Jedenfalls merke ich an diesem ersten Singaben, dass mir etwas gefällt an dieser Singrunde. Es bildet sich eine schöne Gemeinschaft, ein schöner Klang, eine Stille und Schönheit des Augenblicks. Nach leichten Körperübungen darf jede/r Wünsche äußern. Es wird immer etwas gewünscht. Vielleicht ist es das klassische „The river is flowing“ oder jemand wünscht sich was mit dem Mond, weil heute Vollmond ist. Da bietet sich doch das wunderschöne deutsche Volkslied „Der Mond ist aufgegangen“ an. Es sind Heillieder, indianische Lieder, Mantren aus Tibet, Melodien aus Hawai. Es darf auch mal Plattdütsch sein. Als Norddeutsche finde ich das Klasse.
Was auch immer, wir singen an diesem Abend und in den nächsten drei Jahren mit Zoom oder in einem SchönebergerGarten, am Ende kehrt immer eine große Stille ein. Es ist alles gesagt, alles ist friedlich.
Das Denken hatte Pause. Die Sorgen hatten Pause. Singen ist in der Gegenwart sein pur. Mit anderen sich verbunden fühlen ohne irgendetwas voneinander zu wissen.

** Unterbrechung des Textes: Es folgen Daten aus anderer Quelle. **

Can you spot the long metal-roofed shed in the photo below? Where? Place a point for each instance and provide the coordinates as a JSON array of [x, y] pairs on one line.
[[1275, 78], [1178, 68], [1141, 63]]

Die Melodien und Texte sind einfach. Und schön. Zum Beispiel:
We rise we fall
In the end we are beyond it all
It’s raining this mercy
It’s raining with love
I am what I am
Singen ist eine große Einladung zu fühlen, sich zu verbinden und in der absoluten Gegenwart präsent zu sein. Singen bedeutet für mich: sich weiten in Zeit und Raum.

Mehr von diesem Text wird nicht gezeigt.